Drain the air from an old trailer and it will move with no brakes. That is why we needed to set the mechanical handbrake on them. (Assuming it wasn’t jammed)
Drain air from a current trailer and it will have the brakes locked on by a spring.
The low air pop-out button I remember only from F7s /F10s onwards. Can’t remember F86 or F88 having them? Open to correction.
Most UK spec units had secondary brakes operating on trailer plus front unit axle.
Some imports did have the secondary hand brake operating on only the trailer I seem to remember.
Some owner-drivers etc liked using trailer brakes when on traction work to save the unit linings.
I do remember one driver of a UK F10 talking about using the “trailer brake” a lot. He ended up melting the plastic nut covers on the steer axle!
Spring brakes were pioneered in the UK by ERF in the 1966 and appeared on LV-cabbed units.
The trailer brake operated in the cab (usually a dashboard-mounted lever) was outlawed by EU at some time during the '80s IIRC. Judiciously used, they were a useful safety device to help guard against jack-knifing, especially on loose gravelly surfaces. However, they were open to severe abuse by traction drivers seeking to preserve their unit brakes by burning out someone else’s trailer brakes, (which is exactly why they were outlawed from what I remember at the time).
I had a few Scanias the first a P cab with a tag axle and all were fitted with a trailer brake.I was one of those drivers that abused the Norfolk Line trailer brakes but to be fair the brakes on their trailers were pretty poor
You can just imagine big trailer leasing companies and traction people like CTR, Euro-something, Rentco, Ferrymasters, Van Daele, Cross Channel Services, Norbert Dentist-strangler, etc etc banding together to lobby the EEC / EU in Brussels, can’t you. It must have been costing them a fortune in brake wear!
That would have been a cost but safety would be compromised as well.
If using the trailer brakes only they would easily over heat.
So when the footbrake was used it would be effective on the unit and less effective
(if at all) on the trailer. Exactly the opposite of what you want.
Judicious use of just the trailer brake might well be OK, but there is far too much scope for (avoidable) error, that they do not seem a good idea to me. You and I, dear reader, might be excellent and infallible but the others aren’t.
Quite correct. That’s because I have the intelligence to perceive when I am driving more correctly than those around me. This is because we are not all equal, are not blessed with equal gifts or equal opportunities. Welcome to the real world.
A double drive Thorny 8 wheeler, what’s not to like. Where I was gainfully employed we had 3 (Thornys own engines) They were great machines.
Re Concorde. I regret to this days not booking a ticket. Summer Saturdays an Air France Concorde had a few hours ‘downtime’ so for £100 a ticket it would do Heathrow to Leeds/Bradford (everybody off) and then (another full load) a quick 1 hour blast out over the North Sea. Back at LBA, load up again and back to Heathrow.

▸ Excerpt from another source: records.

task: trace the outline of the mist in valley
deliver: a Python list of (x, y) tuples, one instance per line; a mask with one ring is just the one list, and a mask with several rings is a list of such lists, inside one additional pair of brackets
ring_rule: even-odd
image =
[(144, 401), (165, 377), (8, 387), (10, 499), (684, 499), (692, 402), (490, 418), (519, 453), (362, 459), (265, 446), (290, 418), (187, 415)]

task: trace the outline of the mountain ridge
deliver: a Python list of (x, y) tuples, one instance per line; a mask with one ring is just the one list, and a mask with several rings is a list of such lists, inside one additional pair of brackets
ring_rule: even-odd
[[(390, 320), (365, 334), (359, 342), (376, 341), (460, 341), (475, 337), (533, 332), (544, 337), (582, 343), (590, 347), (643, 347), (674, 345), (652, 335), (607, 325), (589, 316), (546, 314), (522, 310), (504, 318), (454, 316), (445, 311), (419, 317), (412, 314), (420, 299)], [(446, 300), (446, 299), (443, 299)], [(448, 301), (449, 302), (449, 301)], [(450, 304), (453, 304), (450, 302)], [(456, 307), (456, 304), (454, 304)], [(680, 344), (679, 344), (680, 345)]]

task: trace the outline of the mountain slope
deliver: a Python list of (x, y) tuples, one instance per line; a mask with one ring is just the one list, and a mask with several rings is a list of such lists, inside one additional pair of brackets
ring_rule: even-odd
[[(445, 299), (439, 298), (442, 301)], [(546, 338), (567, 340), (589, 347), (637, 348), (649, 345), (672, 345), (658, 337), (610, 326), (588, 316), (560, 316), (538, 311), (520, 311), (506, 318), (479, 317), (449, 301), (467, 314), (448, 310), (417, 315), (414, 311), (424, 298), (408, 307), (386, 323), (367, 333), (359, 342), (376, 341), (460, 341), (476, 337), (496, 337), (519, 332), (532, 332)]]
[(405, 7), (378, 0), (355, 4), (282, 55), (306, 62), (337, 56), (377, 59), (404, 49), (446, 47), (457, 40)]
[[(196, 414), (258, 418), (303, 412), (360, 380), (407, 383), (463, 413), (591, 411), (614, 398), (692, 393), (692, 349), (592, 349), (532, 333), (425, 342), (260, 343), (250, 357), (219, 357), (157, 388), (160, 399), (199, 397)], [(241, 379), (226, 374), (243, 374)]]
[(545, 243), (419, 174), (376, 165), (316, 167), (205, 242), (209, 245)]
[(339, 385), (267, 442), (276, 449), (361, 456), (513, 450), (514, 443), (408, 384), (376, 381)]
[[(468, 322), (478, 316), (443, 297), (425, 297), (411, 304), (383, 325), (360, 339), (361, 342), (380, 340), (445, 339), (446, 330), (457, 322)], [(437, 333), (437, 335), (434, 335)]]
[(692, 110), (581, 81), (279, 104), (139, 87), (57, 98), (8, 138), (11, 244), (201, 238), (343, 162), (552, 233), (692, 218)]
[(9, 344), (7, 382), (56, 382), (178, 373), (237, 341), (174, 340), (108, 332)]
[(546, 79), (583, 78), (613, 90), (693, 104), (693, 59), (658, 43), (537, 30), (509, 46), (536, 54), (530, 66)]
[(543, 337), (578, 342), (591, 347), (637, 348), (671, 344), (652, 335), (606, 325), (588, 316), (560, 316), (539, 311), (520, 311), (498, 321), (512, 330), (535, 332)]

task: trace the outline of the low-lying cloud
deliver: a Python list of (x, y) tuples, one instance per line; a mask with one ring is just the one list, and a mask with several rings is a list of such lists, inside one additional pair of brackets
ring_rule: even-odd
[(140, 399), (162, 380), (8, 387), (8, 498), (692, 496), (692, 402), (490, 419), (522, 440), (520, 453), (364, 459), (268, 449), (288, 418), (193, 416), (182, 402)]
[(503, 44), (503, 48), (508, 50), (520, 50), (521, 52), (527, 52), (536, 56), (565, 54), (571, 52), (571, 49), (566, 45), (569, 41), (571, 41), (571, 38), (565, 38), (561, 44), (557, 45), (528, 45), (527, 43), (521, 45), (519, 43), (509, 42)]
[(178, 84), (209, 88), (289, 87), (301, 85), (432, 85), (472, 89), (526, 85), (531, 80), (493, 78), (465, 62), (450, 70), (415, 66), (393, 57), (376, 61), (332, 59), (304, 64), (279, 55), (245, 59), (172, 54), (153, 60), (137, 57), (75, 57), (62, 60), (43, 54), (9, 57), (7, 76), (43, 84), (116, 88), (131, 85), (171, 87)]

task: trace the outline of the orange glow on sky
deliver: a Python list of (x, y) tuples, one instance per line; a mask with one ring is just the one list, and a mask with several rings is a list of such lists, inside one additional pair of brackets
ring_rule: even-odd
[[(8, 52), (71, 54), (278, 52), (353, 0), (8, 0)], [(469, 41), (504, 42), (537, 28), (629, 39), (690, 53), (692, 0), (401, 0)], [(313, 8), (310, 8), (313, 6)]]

It would have been worth the £100 just for the take off experience.
Then evening flight to New York
Not very clear, but I would have roped those barrels a bit differently.
Roping over a fly-sheet is naughty, but we had old ones we could rope over, as well as decent ones we didn’t rope over.
I would put ropes in line with the ends of the pallets to keep the drums centred on the pallets.
Having said that, the load looks neat and safe enough.